C’è però un’altra argomentazione di Business Europe cui è sensibilissima l’attuale Commissione Europea guidata da Jean-Claude Juncker: aumentare lo spettro delle sostanza coinvolte, dice l’organizzazione, porterebbe a un aumento della burocrazia. Il nuovo esecutivo Ue si è prefisso come una delle priorità quella della “Better regulation”, parola che si può grosso modo tradurre con “semplificazione burocratica” per alleggerire gli oneri burocratici delle imprese. E infatti, sotto la guida del primo vice presidente Frans Timmermans, la Commissione sta studiando una serie di direttive da sfrondare o, se non sono ancora andate in porto, da bloccare. L’accusa dei sindacati è che vittima di questa opera di “semplificazione” rischia di essere anche l’aggiornamento della Direttiva sui cancerogeni.
A dire il vero, lo scorso marzo i ministri responsabili per l’Occupazione dei Ventotto hanno chiesto alla Commissione di procedere all’aggiornamento della direttiva, e di fare “una priorità” quella di affrontare i nuovi rischi relativi ai tumori acquisiti sul posto di lavoro associati alle sostanze chimiche.

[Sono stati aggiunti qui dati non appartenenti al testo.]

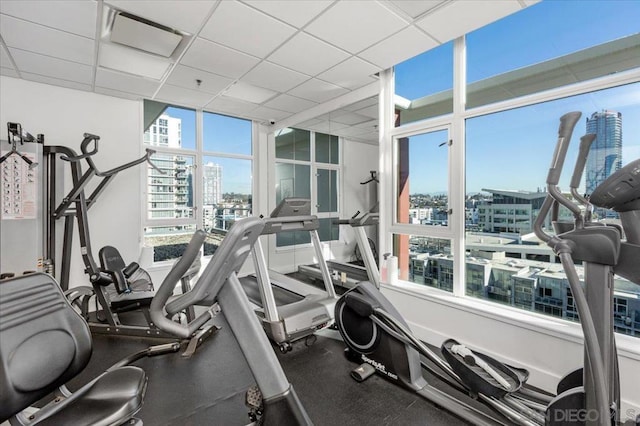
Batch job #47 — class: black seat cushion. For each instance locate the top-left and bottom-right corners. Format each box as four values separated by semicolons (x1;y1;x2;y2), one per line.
0;274;91;421
36;366;147;426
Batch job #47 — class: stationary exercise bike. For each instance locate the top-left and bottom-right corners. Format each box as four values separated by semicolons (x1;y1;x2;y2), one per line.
335;113;640;426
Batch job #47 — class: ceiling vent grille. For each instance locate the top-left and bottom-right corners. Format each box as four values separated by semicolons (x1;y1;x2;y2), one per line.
110;12;183;58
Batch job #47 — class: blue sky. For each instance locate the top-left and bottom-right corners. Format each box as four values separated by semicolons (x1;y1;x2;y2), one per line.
396;0;640;193
165;107;252;194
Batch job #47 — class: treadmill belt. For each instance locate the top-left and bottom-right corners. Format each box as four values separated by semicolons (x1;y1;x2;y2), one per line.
240;275;304;307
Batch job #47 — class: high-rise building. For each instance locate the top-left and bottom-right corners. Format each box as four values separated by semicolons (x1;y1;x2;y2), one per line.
585;110;622;194
144;114;193;219
202;162;222;206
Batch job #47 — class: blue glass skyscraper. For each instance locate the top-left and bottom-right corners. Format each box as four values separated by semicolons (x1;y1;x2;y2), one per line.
585;110;622;217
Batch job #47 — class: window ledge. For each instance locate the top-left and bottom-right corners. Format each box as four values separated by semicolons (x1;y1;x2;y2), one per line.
381;281;640;361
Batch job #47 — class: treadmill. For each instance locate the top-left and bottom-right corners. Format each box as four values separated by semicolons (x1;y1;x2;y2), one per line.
298;212;380;288
240;198;337;353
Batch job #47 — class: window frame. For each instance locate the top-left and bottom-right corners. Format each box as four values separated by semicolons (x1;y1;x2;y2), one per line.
140;104;258;267
379;30;640;306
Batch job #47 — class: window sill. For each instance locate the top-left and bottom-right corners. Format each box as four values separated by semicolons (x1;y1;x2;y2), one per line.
381;281;640;361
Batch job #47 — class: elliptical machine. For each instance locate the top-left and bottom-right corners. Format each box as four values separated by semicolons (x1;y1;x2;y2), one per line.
335;112;640;426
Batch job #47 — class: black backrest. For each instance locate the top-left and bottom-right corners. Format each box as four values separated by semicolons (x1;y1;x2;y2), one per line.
98;246;127;271
98;246;131;293
0;273;91;422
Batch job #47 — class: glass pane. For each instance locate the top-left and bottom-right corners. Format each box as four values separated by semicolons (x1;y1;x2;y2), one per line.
276;163;311;247
316;133;339;164
276;163;311;204
394;234;453;291
144;107;196;149
276;127;311;161
394;41;453;125
203;112;251;155
465;83;640;335
466;1;640;107
316;169;338;213
144;225;196;262
396;130;449;226
202;156;252;230
147;153;194;219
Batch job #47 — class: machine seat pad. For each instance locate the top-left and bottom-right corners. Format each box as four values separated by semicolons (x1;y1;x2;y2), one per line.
36;366;147;426
110;291;155;309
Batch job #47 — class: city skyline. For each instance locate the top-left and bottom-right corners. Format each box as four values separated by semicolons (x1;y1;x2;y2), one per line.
395;1;640;194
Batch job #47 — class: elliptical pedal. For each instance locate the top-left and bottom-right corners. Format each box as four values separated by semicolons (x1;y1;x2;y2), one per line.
245;385;264;425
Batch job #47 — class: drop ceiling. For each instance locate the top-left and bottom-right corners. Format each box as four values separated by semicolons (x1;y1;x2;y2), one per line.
0;0;535;142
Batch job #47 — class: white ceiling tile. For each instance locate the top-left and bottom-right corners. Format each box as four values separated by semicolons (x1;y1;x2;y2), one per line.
0;47;13;68
358;104;380;118
155;84;212;107
329;112;371;125
265;94;318;113
244;0;334;28
199;0;296;58
416;0;521;43
105;0;215;34
308;121;349;134
354;120;378;131
268;33;349;76
242;61;309;92
96;68;160;97
344;95;378;111
390;0;445;18
21;70;91;91
318;57;380;90
167;65;234;95
358;27;438;69
291;118;323;129
0;67;20;78
94;86;142;101
0;15;94;65
205;96;258;116
304;0;407;53
0;0;98;39
289;78;349;103
98;42;171;80
330;127;369;136
251;106;292;124
9;48;93;84
180;38;260;79
224;81;277;104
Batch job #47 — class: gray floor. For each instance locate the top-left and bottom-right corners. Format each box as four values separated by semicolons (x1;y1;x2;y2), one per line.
70;317;465;426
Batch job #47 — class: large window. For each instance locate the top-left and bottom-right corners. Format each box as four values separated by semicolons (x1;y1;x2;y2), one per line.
275;128;340;247
143;106;253;262
382;1;640;335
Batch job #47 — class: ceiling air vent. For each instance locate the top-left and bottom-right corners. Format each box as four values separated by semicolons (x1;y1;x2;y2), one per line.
111;12;182;58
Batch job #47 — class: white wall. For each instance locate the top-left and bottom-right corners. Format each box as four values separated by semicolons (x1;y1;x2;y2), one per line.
260;138;378;273
0;76;143;286
383;284;640;419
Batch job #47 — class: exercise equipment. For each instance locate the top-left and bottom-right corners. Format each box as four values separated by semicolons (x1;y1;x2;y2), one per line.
335;112;640;426
0;273;169;426
151;217;311;425
298;211;380;288
44;133;202;337
0;122;44;275
241;198;337;353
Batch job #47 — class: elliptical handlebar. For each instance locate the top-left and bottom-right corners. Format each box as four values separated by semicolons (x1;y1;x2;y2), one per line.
533;111;584;241
533;112;610;419
60;133;166;177
569;133;596;206
149;229;212;338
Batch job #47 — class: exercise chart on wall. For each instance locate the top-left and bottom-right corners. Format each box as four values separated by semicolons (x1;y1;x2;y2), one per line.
0;151;38;219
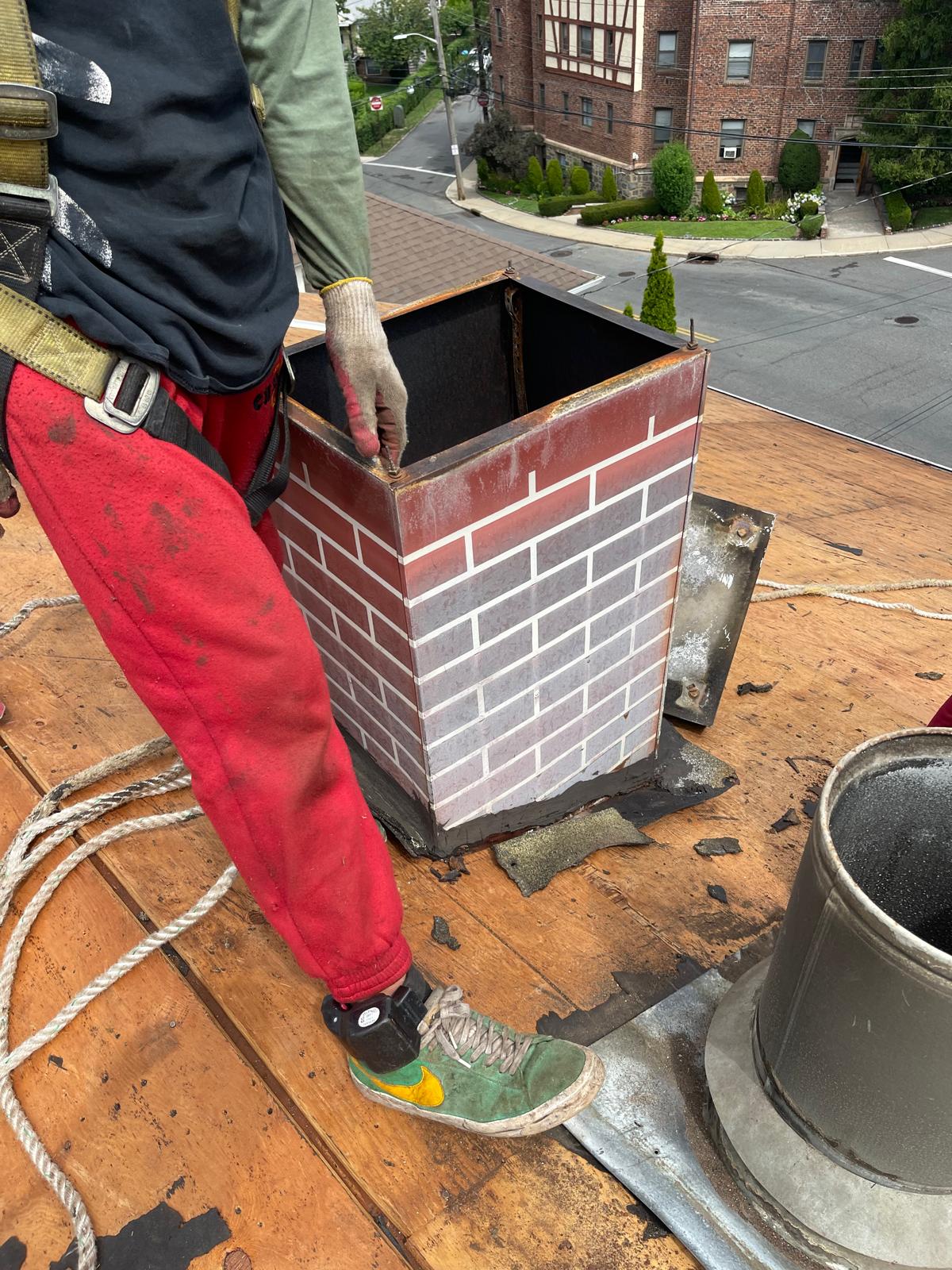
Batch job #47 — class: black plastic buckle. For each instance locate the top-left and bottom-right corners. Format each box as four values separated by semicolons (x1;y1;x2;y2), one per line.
0;80;60;141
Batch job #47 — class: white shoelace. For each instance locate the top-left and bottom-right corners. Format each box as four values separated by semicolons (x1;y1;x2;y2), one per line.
419;986;536;1076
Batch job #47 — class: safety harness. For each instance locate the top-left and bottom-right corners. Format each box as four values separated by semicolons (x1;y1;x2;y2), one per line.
0;0;290;525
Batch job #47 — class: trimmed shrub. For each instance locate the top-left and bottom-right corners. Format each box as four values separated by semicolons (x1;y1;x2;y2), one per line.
579;195;662;225
651;141;694;216
747;167;766;212
569;167;592;194
882;189;912;233
777;129;820;194
641;233;678;335
701;169;724;216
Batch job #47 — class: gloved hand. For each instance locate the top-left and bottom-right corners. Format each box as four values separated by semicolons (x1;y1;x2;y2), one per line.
321;278;406;472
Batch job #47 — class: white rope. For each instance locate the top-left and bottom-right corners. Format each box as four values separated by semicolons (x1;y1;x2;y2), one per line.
750;578;952;622
0;595;237;1270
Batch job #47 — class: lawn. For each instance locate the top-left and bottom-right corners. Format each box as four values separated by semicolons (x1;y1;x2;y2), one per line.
912;207;952;230
603;221;797;239
480;189;538;216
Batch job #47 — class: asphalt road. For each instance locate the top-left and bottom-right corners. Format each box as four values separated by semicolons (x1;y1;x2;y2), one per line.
364;99;952;468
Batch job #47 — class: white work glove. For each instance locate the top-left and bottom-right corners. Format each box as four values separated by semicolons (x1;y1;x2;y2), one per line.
321;278;406;472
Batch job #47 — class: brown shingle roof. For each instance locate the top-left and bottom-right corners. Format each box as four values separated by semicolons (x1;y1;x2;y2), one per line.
367;194;594;303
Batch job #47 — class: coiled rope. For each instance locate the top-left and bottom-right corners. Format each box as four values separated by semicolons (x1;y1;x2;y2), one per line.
0;595;237;1270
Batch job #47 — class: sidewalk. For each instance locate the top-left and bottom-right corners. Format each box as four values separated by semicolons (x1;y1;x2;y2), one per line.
446;175;952;260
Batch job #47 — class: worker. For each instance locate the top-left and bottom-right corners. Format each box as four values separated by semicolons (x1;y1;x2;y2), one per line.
0;0;601;1137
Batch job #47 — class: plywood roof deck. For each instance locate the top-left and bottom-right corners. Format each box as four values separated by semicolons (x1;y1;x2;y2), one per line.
0;381;952;1270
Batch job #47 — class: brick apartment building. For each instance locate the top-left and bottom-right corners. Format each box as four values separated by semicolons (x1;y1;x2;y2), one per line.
490;0;899;193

Alla Commissione Europea fanno però sapere che l’analisi e la valutazione richiederà ancora tempo. Allo studio è comunque la proposta da parte della Commissione di includere altre 12 sostanze – comunque un’inezia, visto che si parla di almeno un centinaio di sostanze cancerogeno. La proposta oltretutto non arriverà prima di prima di metà-fine 2016, dopodiché servirà il lungo iter di approvazione da parte del Consiglio dell’Ue (che rappresenta gli stati membri) e del Parlamento Europeo. Un iter che può durare anche anni, soprattutto se le due istituzioni Ue non sono sulla stessa linea. Intanto, migliaia di persone continueranno a morire per tumori contratti sul posto di lavoro.